La taille de la Chine, sa capacité économique et militaire croissante et surtout son désir exprimé de jouer un rôle de premier plan dans le nouvel ordre mondial, qui a maintenant été quelque peu déraillé par l'opération Poutine, sont déjà apparus dans le concept stratégique de l'Alliance il y a dix ans, à la demande des États-Unis. Les Européens ne sont pas amusés par les reproches faits à Pékin. Certains pensent que l'intention de la Chine est simplement "d'avoir un magasin ouvert en Europe" (expression du général Sanz Roldan). D'autres crient à l'ingérence de la Chine dans la sécurité de la technologie 5G, à son soutien indirect à la Russie, à son mépris des droits de l'homme, etc. C'est l'un des chapitres les plus ouverts du sommet de Madrid. Les options des "alliés lointains" dans le Pacifique (Australie, Nouvelle-Zélande, Japon et Corée du Sud) sont décisives. Et il est très important que les États-Unis ne déplacent pas leur vision et leurs forces uniquement vers le Pacifique, comme ils l'avaient prévu avant que l'échiquier européen ne soit brisé par Poutine et ne réclame à nouveau leur attention. Un équilibre nécessaire des forces qui ne succombe pas à la surdimension du travail sur des fronts aussi larges. Surtout s'il y a un choc à Taiwan.

Pour les plus globalistes, il faut partir du principe qu'"il n'y a plus de conflits régionaux, ils sont tous globaux... inflation, énergie, satellites, etc.", comme l'a souligné l'experte sino-russe Theresa Fallon lors de la conférence. Elle a souligné que la Chine est clairement opposée à "l'expansion de l'OTAN", notant les critiques formulées à l'égard de l'aide fournie à l'Ukraine pour maintenir en vie ses liaisons par satellite face à la destruction des systèmes par la Russie.

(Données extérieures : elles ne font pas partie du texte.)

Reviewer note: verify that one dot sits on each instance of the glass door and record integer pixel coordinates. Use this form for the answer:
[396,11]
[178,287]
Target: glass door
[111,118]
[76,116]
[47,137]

Le débat lors des cycles préparatoires a également porté sur la vision de la nécessaire défense du flanc sud. Le terrorisme (Sahel), l'utilisation du chantage à l'énergie (Algérie), la pénétration russe dans des pays africains autrefois proches de la France... toutes ces questions élargissent l'éventail des dossiers en suspens à analyser et à défendre par les alliés.

Peut-être trop de flancs, mais sur la base que l'Alliance doit sauvegarder des principes clairs. Bien qu'il semble clair pour les personnes impliquées que le positionnement de "l'Occident contre le reste" est une position sans issue et doit donc être évité.

L'ancien chef des services secrets espagnols, le général Sanz Roldan, a prédit que "nous aurons un nouvel ordre à la fin de la guerre en Ukraine, qui sera basé sur une relation transatlantique très forte, ainsi que sur une Europe géopolitique très forte" et tout cela, "en ayant des principes clairs qui doivent marquer la manière de gérer la crise : la liberté, la démocratie et la défense de la loi". Face à la crainte que la longue guerre et l'impasse de l'été ne nous fassent vaciller, il a préconisé que "nous ne devons pas nous fatiguer". Nous devons continuer jusqu'à ce que la solution arrive et que ceux qui ont fait le mal paient".

Clarté des idées, cohésion entre les membres de l'Alliance, plus ceux qui sont en train de la rejoindre, et pragmatisme. L'Alliance est sans aucun doute beaucoup plus forte, mais avec la nouvelle feuille de route établie à Madrid, elle devrait garder la tête froide quant à la manière d'équilibrer ses forces face aux vastes défis géographiques, et aux défis non moins sidéraux que sont la cybersécurité, le terrorisme international, les migrations incontrôlées, les effets du changement climatique et les nouvelles routes commerciales. Plus qu'un taureau difficile à combattre, le monde semble déjà faire face à un encerclement de multiples taureaux, dont seules une bonne stratégie et une gestion de crise prudente peuvent nous permettre de ne pas sortir avec des blessures graves, voire mortelles si nécessaire.